Ночью позвонила бабушка. Обычно так и бывало: стоило забыть о ней, она тут же звонила. Варенье из айвы, которое нравилось Мишке и всем в оркестре, она сварила, чувствовала себя хорошо. Кошки — у нас их было две — объели бонсай.

— Как ее зовут? — вдруг спросила бабушка. — Зина?!

Я не бросил трубку, мы продолжали разговор — о погоде, что привезти из Ялты, но всё, о чем я думал целую неделю: как найду Зину в Ленинграде, как удивится ее мать, как вечером мы пойдем в ресторан — всё улетело куда-то в одно мгновенье.

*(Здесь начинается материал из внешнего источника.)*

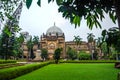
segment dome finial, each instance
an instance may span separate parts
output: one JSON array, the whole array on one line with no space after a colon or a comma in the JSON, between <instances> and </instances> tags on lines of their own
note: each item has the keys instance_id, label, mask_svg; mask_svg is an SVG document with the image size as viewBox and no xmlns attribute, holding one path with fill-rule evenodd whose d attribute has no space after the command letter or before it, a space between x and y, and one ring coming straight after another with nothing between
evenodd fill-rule
<instances>
[{"instance_id":1,"label":"dome finial","mask_svg":"<svg viewBox=\"0 0 120 80\"><path fill-rule=\"evenodd\" d=\"M55 26L55 22L54 22L54 26Z\"/></svg>"}]
</instances>

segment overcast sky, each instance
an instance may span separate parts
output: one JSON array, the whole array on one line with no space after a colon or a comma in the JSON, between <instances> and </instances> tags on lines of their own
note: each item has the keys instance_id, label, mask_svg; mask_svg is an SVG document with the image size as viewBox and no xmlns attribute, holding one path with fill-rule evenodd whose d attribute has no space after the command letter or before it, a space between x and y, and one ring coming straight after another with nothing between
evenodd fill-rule
<instances>
[{"instance_id":1,"label":"overcast sky","mask_svg":"<svg viewBox=\"0 0 120 80\"><path fill-rule=\"evenodd\" d=\"M64 32L66 41L72 41L74 35L79 35L83 41L87 41L87 33L93 33L97 38L101 35L103 29L117 26L117 24L113 24L106 15L106 19L101 22L102 29L96 29L94 27L90 30L85 20L82 20L81 26L75 29L75 26L71 25L69 20L64 19L62 14L58 13L58 6L56 3L48 4L47 0L42 0L41 7L36 3L37 1L34 0L30 9L27 9L24 5L19 22L22 31L27 31L32 36L41 36L42 33L46 33L47 29L53 26L55 22L56 26L61 28Z\"/></svg>"}]
</instances>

— Вот и хорошо, — сказала бабушка. — Приезжай поскорей.

Мы с Зиной встретились в ЦУМе через десять лет рядом с витриной, в которой красовались два манекена в позе пророков, воздевающих руки к небу, и сразу узнали друг друга. Она обрадовалась, что я живу теперь в Ереване. Ее лицо еще больше напоминало об иконописи, наверно, из-за тонких губ и больших темных глаз.

Я думал она огорчится, узнав, что я женат, что у меня дочка.

Она немного отпрянула, как будто хотела получше меня рассмотреть, и вдруг просияла, как тогда, когда сидела столбиком после наших скоротечных объятий, распространяя вокруг себя слабый запах дикой гвоздики:

— У нее, твоей жены, наверно, красивое имя?

— Ее зовут Карина.

— Карина… — сказала она, словно пробуя на вкус каждый звук, — я так и знала. Что может быть лучше!

Поймав мой взгляд — туда, где носят обручальное кольцо, она рассмеялась. На безымянном пальце правой руки, как две капельки крови, маленькая и большая, горели два крошечных рубина, разделенных серебряной змейкой.

— А ты не изменился, — сказала она. — Помнишь розовые облака?

Прощаясь она пожелала мне успехов.

Мне уже за семьдесят, и, правду сказать, в деревне, куда нам иногда удается выбраться на отдых всей семьей, только поднимется ветер с гор, я вспоминаю бабушку, как она мечтала приехать сюда, ливень под Воронежем, светлый сад Чехова, поездку с оркестром в Париж, когда я в первый раз увидел Карину — она читала книгу в Люксембургском саду под статуей королевы Матильды с таким строгим лицом, что я вернулся, чтобы снова ее увидеть, чем-то похожую на Зину, зинин воздушный сарафан — как он волнуется на сквозняке, когда она входит в номер не поднимая глаз, а потом ночью я лежу на дальнем пляже раскинув руки и думаю о ней, о том, что между нами произошло, шепчу «в теснинах сердца праздничный родник…» и другие стихи на родном языке, и миллионы звезд улыбаются мне с высоты, а я хочу крикнуть в полный голос: «Моя Павана! Да благословит тебя Господь!»

Много слов тогда рвалось из сердца, бередивших душу. И все они, как световой хорал, мерцали высоко надо мной, и слезы сами лились из глаз.

Потом я написал на песке «С добрым утром!», зная, что Зина никогда этого не прочтет, и пошел спать.